Popular perception of a place doesn't always align with geographical accuracy, as a long history of psychic, or conceptual, mapping has taught us. To wit: New Yorkers consider their city to be the center of the universe, despite the fact that, as author and activist Rebecca Solnit puts it, it's "dangling like a pendant off the bottom of New York state."

Nevertheless, Nonstop Metropolis, Solnit's latest book with the geographer Joshua Jelly-Schapiro, puts New York at its center, and explores the history, culture, infrastructure, and diversity of residents that make the city what it is. The book rounds out a trilogy of atlases–including San Francisco's Infinite City and New Orleans's Unfathomable City–that collect maps and corresponding essays from some of the city's best writers, artists, and thinkers.

From a subway map that charts out the city's famous women residents to a map of the unlikely wildlife in the city, the book explores "what maps can do to describe the ingredients and systems that make up a city and what stories remain to be told after we think we know where we are," Solnit writes in the introduction.

Many of the book's maps and essays reveal the invisible mechanisms that keep the city going. In Heather Smith's essay "Thirsts and Ghosts," for instance, the writer pinpoints where its water comes from, including the 85-mile-long Delaware Aqueduct built in the early 1900s. Today, Smith writes, the aqueduct has fallen into such disrepair it spills the amount of water needed for 500,000 people every day, "watering a phantom metropolis north of the city." A subterranean "shadow city" of tunnels brings water into New York City, and electricity comes in from as far away as a hydroelectric plant in a Canadian forest. The accompanying map plots the 19 upstate reservoirs that provide the city with water, as well as its sources of electricity, gas, and more.

The human level of the city's infrastructure is captured in an essay by the book's editor-at-large, Garnette Cadogan. It begins with him in the Hasidic neighborhood in Williamsburg, switching on the lights for a rabbi and his family at their home during Shavuot. The experience with these strangers kicks off a 24-hour walk around the city, during which Cadogan reflects on the diverse immigrant populations that make up the margins on the city.

In the city's schools alone, over 176 languages are spoken, according to the writer Suketu Mehta in his essay "Tower of Scrabble," a fascinating linguistic tour through the polyglot neighborhood of Queens. New York is a "sort of language asylum," writes Mehta, where immigrant enclaves allow banned and endangered languages to flourish. These and other maps document what fuels the city in a more abstract sense.

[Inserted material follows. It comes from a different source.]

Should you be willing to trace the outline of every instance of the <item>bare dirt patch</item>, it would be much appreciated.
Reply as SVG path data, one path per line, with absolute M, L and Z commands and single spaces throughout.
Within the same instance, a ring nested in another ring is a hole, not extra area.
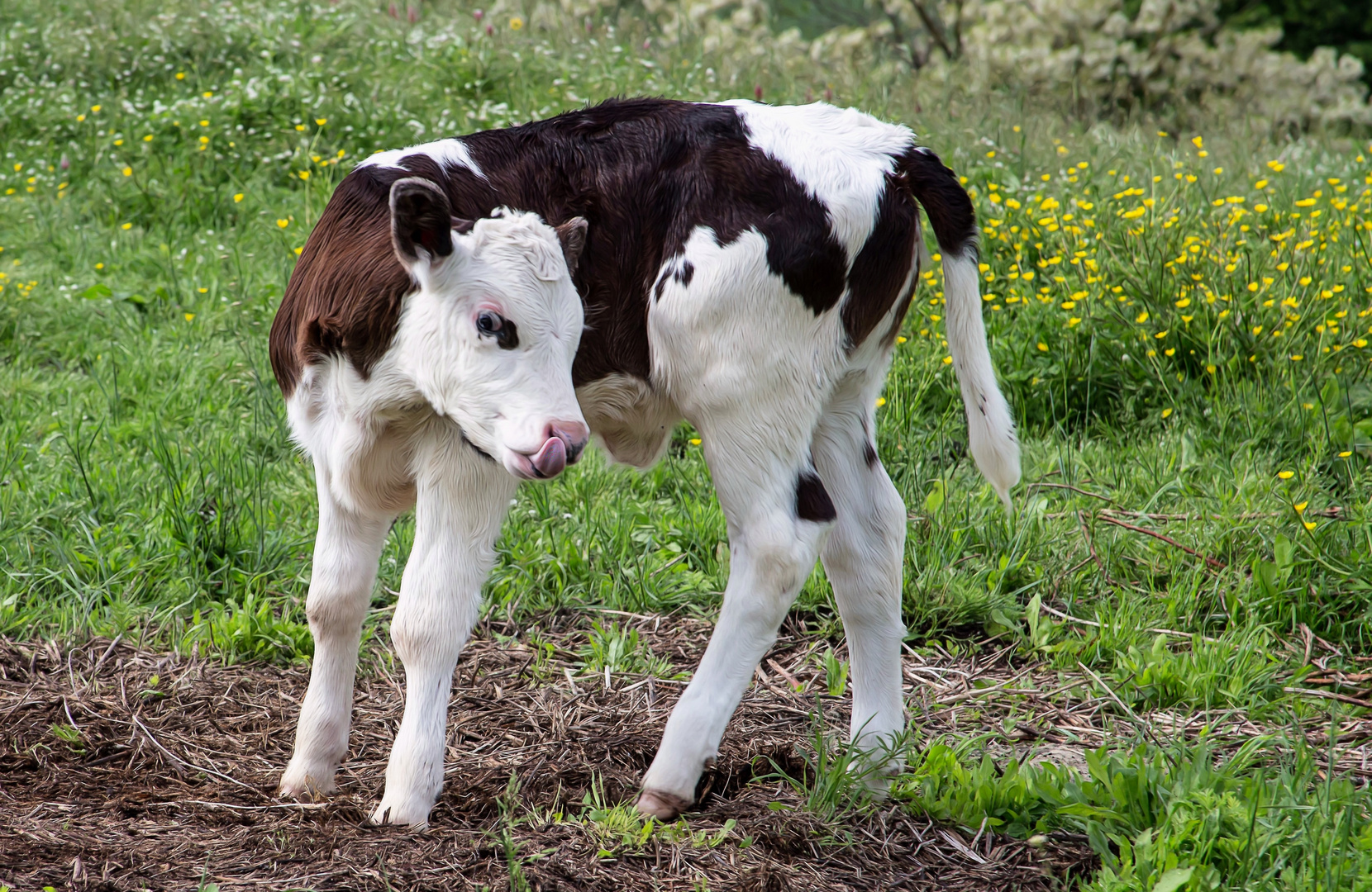
M 628 619 L 646 647 L 687 671 L 709 630 Z M 696 889 L 704 881 L 749 892 L 956 892 L 1062 888 L 1092 866 L 1084 843 L 1066 836 L 1034 848 L 932 825 L 896 806 L 826 823 L 800 810 L 789 788 L 753 782 L 772 763 L 804 770 L 799 754 L 816 713 L 809 655 L 822 643 L 799 636 L 778 643 L 775 665 L 764 660 L 770 671 L 734 717 L 687 815 L 694 836 L 638 847 L 608 840 L 584 819 L 583 800 L 616 803 L 637 791 L 682 685 L 586 674 L 576 654 L 584 636 L 560 628 L 571 622 L 541 623 L 554 644 L 550 659 L 527 647 L 527 636 L 501 634 L 513 628 L 486 626 L 472 641 L 450 706 L 447 784 L 420 833 L 364 825 L 401 717 L 402 677 L 384 654 L 359 673 L 342 791 L 325 803 L 287 803 L 273 791 L 306 669 L 221 666 L 122 641 L 70 649 L 0 641 L 0 882 L 509 889 L 513 862 L 527 888 L 543 891 Z M 569 680 L 564 670 L 582 674 Z M 796 692 L 788 674 L 808 691 Z M 847 721 L 844 700 L 819 704 L 826 721 Z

Lucy P. Lippard's essay "Coming Clean," which accompanies a map of Trash in the City, deals with the city's buried refuse–the byproduct of all the infrastructure, production, and diversity of inhabitants detailed in the rest of the book. She charts a path from the city to Fresh Kills in Staten Island, a landfill that at its peak received 29,000 tons of garbage per day before Rudolph Giuliani ordered its closing in 2001 as a thank you for the support of Staten Island residents during his mayoral election. Though the site is named for the Dutch word kille, or riverbed, Lippard notes that the "name suddenly took on a tragic sense" after 9/11, when personal effects and human micro remains were transferred there from Ground Zero.

Today, Fresh Kills is being transformed into a park by High Line architect James Corner, and its underground methane will provide enough energy to heat 20,000 homes, making the site an "ironic sanctuary from the climate effects its inefficient history has helped to produce," writes Lippard.

Lippard also notes that "garbage out offers a way of looking in" to the city; our unwanted items have a way of speaking volumes about who we are and how we live. As with most of the maps in the book, the accompanying Trash in the City map uncovers this unseen side of the city (including the nine out-of-city landfills where Fresh Kills' load has been redistributed).

Little goes unexplored in the experimental geographies and fascinating social histories that make up Nonstop Metropolis. Even in a place as heavily mapped and culturally familiar as New York City, there's still plenty of unchartered territory.